Imogen grew quite white as he opened the journal. She reached forward and crumpled it with her hands. “Please don’t, please don’t,” she pleaded, “it’s something I don’t want you to see. Oh! why will you? It’s just something low and despicable that you can’t notice.”

Arthur had gently loosed her hands and he pointed her to a chair. He lit a cigar and read the article through without comment. When he had finished it, he walked to the fireplace, struck a match, and tossed the flaming journal between the brass andirons.

“You are right,” he remarked as he came back, dusting his hands with his handkerchief. “It’s quite impossible to comment. There are extremes of blackguardism for which we have no name. The only thing necessary is to see that Flavia gets no wind of this. This seems to be my cue to act; poor girl.”

Imogen looked at him tearfully; she could only murmur, “Oh, why did you read it!”
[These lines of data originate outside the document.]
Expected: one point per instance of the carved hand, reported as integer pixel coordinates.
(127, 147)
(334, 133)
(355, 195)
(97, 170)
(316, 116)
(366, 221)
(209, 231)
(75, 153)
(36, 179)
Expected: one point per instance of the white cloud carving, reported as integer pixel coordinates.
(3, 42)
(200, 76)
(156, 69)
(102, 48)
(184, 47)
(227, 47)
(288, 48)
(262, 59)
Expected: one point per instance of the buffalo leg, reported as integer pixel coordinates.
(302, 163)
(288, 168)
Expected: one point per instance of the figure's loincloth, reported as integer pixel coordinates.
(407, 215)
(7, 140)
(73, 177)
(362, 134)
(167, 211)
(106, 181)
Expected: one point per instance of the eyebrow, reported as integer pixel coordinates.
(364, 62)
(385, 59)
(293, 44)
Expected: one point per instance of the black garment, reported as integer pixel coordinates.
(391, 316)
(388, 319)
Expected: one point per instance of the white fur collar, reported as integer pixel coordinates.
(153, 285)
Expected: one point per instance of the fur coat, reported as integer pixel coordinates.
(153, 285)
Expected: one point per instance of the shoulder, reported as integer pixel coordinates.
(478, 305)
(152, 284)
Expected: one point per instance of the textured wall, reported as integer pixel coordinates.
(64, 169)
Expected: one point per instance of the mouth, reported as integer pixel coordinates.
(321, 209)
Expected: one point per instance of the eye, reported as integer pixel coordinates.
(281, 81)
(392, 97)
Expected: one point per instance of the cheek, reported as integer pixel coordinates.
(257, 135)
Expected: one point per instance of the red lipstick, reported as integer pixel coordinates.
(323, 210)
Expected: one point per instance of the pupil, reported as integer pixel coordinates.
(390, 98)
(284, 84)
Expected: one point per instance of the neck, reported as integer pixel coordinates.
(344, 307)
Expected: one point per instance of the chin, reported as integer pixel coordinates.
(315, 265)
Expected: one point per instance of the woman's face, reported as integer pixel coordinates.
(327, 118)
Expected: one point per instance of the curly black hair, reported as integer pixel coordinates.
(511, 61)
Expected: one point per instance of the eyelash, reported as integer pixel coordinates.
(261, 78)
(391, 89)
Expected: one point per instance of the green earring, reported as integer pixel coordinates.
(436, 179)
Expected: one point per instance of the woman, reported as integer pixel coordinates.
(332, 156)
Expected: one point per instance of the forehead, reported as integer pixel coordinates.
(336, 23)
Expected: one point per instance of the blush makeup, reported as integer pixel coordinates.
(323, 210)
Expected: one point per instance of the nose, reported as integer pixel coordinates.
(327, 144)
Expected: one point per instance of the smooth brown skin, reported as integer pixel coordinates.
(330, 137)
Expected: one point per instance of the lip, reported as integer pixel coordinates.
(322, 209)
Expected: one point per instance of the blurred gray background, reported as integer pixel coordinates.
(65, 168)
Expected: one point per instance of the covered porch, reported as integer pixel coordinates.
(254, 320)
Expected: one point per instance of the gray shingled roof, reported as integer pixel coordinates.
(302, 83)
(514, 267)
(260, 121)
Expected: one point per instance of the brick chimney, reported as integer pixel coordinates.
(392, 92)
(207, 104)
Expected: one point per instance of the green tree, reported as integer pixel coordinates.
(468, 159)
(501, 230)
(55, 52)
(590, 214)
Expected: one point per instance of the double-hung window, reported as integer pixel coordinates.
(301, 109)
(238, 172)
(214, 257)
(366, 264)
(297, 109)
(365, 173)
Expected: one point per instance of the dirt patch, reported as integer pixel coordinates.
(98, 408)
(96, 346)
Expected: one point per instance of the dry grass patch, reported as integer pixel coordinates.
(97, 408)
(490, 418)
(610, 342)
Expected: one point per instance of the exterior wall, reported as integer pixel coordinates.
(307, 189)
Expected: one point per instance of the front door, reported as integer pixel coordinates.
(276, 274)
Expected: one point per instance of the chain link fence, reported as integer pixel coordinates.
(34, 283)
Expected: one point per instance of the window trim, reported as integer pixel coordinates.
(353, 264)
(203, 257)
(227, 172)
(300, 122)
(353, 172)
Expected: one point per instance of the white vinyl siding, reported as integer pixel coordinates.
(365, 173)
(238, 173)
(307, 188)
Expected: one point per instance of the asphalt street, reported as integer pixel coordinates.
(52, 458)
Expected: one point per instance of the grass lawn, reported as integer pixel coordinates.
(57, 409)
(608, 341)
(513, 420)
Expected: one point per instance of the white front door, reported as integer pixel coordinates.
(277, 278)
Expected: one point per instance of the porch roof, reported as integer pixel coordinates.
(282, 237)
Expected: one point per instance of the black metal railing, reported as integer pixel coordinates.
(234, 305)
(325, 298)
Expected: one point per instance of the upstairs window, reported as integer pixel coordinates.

Hamilton laughed spiritlessly. “Come, don’t you worry about it. You always took other people’s troubles too seriously. When you were little and all the world was gay and everybody happy, you must needs get the Little Mermaid’s troubles to grieve over. Come with me into the music-room. You remember the musical setting I once made you for the Lay of the Jabberwock? I was trying it over the other night, long after you were in bed, and I decided it was quite as fine as the Erl-King music. How I wish I could give you some of the cake that Alice ate and make you a little girl again. Then, when you had got through the glass door into the little garden, you could call to me, perhaps, and tell me all the fine things that were going on there. What a pity it is that you ever grew up!” he added, laughing, and Imogen, too, was thinking just that.